For investors, however, unless they are playing the commodity directly, the comments made by new CEO Wan Zulkiflee Wan Ariffin are likely to be of more interest.

“We view this period of low oil prices as an opportune time to relook at our internal processes,” Bloomberg reported him saying, “Petronas has revised its plans and activities accordingly, holding back on expensive and high-risk exploration activities and redirecting our resources.”

ROCE

It is comments like the one above that are beginning to attract fund managers like Invesco Perpetual’s Stephen Anness and Andrew Hall to the sector.

“We continue to allocate a good deal of our research time to the oil sector. The reasons are simple. We see a sector that trades at a depressed valuation in both absolute and relative terms at a time when we see tangible signs of industry change. This combination tends to be a fruitful backdrop for investment opportunities,” the pair said in a recent note.

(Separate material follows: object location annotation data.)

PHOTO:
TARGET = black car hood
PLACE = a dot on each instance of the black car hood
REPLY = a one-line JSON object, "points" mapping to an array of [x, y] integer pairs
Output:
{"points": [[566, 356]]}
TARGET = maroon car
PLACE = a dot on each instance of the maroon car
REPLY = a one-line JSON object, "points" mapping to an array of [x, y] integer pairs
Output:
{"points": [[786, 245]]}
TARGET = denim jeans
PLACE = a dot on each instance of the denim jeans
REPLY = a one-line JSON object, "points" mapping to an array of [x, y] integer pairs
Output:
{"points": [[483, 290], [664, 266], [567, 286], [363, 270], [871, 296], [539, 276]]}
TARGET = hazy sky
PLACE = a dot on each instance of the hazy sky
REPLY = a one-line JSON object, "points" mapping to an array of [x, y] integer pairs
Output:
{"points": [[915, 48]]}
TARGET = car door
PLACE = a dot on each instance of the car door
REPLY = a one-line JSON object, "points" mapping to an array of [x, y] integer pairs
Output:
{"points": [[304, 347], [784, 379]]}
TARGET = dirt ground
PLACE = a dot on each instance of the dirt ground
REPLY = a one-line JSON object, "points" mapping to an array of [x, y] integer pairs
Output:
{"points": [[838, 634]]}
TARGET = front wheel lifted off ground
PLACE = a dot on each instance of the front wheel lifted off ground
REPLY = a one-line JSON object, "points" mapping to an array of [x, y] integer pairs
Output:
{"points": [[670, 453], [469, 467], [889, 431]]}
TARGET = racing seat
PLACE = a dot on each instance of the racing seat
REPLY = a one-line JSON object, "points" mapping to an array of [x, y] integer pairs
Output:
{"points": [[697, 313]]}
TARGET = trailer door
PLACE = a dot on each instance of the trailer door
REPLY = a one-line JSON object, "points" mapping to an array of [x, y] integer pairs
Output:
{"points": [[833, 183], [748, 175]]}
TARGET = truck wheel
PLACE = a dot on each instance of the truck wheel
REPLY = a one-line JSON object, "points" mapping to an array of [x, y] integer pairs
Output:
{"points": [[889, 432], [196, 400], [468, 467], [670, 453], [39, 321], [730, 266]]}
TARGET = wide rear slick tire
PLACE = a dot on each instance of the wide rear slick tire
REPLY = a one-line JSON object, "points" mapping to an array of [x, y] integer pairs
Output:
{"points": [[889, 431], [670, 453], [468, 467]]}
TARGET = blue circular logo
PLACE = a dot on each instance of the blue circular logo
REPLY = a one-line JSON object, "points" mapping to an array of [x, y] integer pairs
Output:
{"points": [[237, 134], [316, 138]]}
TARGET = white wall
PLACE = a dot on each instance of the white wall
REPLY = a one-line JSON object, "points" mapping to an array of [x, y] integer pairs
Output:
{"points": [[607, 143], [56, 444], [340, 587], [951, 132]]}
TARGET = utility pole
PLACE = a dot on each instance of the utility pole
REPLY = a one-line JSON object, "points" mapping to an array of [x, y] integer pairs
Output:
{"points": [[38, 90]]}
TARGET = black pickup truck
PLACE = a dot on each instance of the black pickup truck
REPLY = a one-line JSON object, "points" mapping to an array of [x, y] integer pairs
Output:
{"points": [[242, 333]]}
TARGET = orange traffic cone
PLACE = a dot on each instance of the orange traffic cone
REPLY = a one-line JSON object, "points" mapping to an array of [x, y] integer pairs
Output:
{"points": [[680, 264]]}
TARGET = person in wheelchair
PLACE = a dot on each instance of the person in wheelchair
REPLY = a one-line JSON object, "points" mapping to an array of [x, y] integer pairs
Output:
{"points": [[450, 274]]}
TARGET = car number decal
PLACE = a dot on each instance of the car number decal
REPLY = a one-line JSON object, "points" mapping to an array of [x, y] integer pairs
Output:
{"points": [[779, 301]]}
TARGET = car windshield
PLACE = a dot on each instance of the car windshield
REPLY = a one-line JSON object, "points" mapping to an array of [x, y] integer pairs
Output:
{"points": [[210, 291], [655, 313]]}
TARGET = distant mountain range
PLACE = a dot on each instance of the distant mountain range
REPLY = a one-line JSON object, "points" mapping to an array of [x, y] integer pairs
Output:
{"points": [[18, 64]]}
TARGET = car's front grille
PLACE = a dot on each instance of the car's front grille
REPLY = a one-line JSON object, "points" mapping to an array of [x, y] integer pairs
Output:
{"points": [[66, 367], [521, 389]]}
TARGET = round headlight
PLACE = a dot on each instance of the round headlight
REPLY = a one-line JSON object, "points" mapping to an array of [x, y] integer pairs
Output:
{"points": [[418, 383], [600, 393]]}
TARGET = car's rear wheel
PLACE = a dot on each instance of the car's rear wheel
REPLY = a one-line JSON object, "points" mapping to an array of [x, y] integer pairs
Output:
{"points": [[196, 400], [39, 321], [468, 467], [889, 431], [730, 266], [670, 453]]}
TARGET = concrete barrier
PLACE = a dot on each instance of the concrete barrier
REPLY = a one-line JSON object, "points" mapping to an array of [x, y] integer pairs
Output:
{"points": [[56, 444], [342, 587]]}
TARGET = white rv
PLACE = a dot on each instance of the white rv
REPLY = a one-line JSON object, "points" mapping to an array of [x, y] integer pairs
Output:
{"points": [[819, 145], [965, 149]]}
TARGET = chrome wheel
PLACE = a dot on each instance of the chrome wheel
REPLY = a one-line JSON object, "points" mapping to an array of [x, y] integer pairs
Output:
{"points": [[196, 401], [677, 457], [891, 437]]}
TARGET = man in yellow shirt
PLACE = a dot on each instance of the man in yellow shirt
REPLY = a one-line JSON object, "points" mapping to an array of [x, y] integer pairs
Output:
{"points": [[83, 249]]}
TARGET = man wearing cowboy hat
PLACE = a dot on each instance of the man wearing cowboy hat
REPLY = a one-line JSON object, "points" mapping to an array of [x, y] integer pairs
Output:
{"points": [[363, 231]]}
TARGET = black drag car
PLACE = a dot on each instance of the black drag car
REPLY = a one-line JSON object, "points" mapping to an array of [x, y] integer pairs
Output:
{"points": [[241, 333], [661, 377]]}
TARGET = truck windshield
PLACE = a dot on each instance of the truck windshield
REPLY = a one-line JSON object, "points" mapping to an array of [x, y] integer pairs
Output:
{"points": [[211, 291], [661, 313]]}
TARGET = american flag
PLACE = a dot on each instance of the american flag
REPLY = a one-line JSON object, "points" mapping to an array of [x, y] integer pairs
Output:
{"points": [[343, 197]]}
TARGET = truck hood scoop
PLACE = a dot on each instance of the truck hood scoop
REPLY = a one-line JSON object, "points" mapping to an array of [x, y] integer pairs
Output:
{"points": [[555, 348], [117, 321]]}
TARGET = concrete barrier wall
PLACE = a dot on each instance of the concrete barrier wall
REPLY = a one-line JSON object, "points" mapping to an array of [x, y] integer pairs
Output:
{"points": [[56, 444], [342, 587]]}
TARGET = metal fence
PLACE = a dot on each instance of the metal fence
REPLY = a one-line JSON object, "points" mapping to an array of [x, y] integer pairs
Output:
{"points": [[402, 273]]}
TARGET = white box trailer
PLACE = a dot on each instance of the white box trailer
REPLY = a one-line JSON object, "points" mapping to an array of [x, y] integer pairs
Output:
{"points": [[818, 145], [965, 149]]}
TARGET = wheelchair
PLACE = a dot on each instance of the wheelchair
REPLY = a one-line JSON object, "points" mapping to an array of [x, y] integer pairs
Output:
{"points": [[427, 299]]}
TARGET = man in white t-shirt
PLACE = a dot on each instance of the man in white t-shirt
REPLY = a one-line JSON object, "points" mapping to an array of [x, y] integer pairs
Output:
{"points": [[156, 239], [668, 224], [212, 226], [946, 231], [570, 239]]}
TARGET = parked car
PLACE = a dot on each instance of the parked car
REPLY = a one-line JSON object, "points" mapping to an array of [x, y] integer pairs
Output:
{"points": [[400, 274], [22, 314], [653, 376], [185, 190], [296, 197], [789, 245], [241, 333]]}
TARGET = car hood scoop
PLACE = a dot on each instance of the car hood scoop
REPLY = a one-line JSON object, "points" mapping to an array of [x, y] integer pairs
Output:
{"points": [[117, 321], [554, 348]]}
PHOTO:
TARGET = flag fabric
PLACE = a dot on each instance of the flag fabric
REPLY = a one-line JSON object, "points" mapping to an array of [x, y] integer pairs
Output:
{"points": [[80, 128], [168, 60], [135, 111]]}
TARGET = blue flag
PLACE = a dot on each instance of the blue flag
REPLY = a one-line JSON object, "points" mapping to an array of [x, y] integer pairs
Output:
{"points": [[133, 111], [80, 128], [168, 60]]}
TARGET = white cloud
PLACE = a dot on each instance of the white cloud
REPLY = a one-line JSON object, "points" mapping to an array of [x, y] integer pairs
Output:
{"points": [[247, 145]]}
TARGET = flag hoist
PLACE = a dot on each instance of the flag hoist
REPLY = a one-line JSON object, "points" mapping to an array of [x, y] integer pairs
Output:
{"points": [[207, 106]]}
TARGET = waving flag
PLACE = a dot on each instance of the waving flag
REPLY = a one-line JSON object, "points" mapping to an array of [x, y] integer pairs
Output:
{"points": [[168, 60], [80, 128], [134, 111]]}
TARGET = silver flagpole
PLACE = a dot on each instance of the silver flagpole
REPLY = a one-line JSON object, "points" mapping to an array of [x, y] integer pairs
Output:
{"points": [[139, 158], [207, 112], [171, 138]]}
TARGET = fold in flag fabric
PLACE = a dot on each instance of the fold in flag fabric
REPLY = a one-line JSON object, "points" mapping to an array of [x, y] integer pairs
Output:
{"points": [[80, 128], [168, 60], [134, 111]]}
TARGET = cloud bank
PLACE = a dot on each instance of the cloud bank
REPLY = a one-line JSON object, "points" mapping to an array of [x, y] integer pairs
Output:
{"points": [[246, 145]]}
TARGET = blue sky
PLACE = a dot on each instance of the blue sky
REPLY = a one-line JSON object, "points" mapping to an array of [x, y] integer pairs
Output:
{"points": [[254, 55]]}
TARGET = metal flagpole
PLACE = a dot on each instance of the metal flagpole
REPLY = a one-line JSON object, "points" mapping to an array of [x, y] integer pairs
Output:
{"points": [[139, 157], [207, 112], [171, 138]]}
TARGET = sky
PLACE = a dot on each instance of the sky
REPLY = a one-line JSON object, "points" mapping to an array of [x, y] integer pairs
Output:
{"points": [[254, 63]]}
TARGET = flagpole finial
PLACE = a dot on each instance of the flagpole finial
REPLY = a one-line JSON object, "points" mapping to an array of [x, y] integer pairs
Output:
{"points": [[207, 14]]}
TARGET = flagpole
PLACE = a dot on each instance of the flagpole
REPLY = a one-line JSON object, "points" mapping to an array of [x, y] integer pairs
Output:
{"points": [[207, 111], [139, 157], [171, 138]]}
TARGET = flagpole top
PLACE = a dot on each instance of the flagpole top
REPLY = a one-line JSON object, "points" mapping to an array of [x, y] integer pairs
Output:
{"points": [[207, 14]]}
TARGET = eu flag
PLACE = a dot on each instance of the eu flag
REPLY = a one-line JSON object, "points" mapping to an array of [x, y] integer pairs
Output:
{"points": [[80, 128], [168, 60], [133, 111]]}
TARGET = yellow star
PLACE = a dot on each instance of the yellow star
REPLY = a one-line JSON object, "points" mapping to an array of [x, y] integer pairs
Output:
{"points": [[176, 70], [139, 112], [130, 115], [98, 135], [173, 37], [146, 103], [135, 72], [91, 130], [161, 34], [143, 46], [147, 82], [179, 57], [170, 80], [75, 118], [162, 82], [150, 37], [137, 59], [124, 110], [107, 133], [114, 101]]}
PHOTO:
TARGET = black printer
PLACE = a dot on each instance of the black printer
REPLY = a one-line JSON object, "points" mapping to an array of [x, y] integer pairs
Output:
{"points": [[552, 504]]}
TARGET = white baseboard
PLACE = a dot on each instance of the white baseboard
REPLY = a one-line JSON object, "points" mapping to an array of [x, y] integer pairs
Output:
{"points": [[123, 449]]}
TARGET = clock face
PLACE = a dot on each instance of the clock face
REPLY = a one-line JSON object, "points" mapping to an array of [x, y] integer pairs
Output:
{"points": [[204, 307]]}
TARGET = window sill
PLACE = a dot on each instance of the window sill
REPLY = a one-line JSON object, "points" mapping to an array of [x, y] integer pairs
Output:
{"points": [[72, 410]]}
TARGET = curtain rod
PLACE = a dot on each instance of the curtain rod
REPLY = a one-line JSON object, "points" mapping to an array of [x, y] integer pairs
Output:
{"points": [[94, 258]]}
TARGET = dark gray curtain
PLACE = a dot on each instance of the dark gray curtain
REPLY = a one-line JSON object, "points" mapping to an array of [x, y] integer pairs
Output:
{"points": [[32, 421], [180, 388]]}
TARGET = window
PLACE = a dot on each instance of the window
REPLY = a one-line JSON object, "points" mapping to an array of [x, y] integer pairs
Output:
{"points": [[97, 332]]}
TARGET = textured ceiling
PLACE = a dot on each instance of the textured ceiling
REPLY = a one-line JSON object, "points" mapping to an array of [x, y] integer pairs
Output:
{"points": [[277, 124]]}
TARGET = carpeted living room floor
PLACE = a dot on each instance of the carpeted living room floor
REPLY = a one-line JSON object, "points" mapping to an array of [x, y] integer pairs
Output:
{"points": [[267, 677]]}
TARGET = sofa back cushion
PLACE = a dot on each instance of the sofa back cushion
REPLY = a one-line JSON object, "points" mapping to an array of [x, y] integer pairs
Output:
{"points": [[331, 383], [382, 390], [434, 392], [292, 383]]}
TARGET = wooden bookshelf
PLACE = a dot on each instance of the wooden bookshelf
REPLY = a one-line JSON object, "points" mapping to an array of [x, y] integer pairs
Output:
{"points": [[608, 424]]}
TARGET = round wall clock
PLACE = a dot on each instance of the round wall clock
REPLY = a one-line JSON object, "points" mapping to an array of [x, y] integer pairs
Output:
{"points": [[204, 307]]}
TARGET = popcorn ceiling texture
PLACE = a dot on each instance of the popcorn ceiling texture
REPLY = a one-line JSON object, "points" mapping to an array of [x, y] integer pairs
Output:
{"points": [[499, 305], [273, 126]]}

“We think that the changes that are currently being implemented will in time lead to improved returns on capital and in turn a higher sector valuation,” they added, pointing out that this is not a macro call based on an oil price assumption.

“It is a view that industry returns have fallen well below historical norms and that companies are beginning to take action to improve returns. Indeed, although company behaviour started to change before the oil price did, a lower oil price is perversely quite helpful to management teams which need to rein in operating and capital expenditures. Given the self-help opportunities available to management teams in the sector, we believe it is certainly possible that some of the major oil producers can be more profitable at a lower oil price.”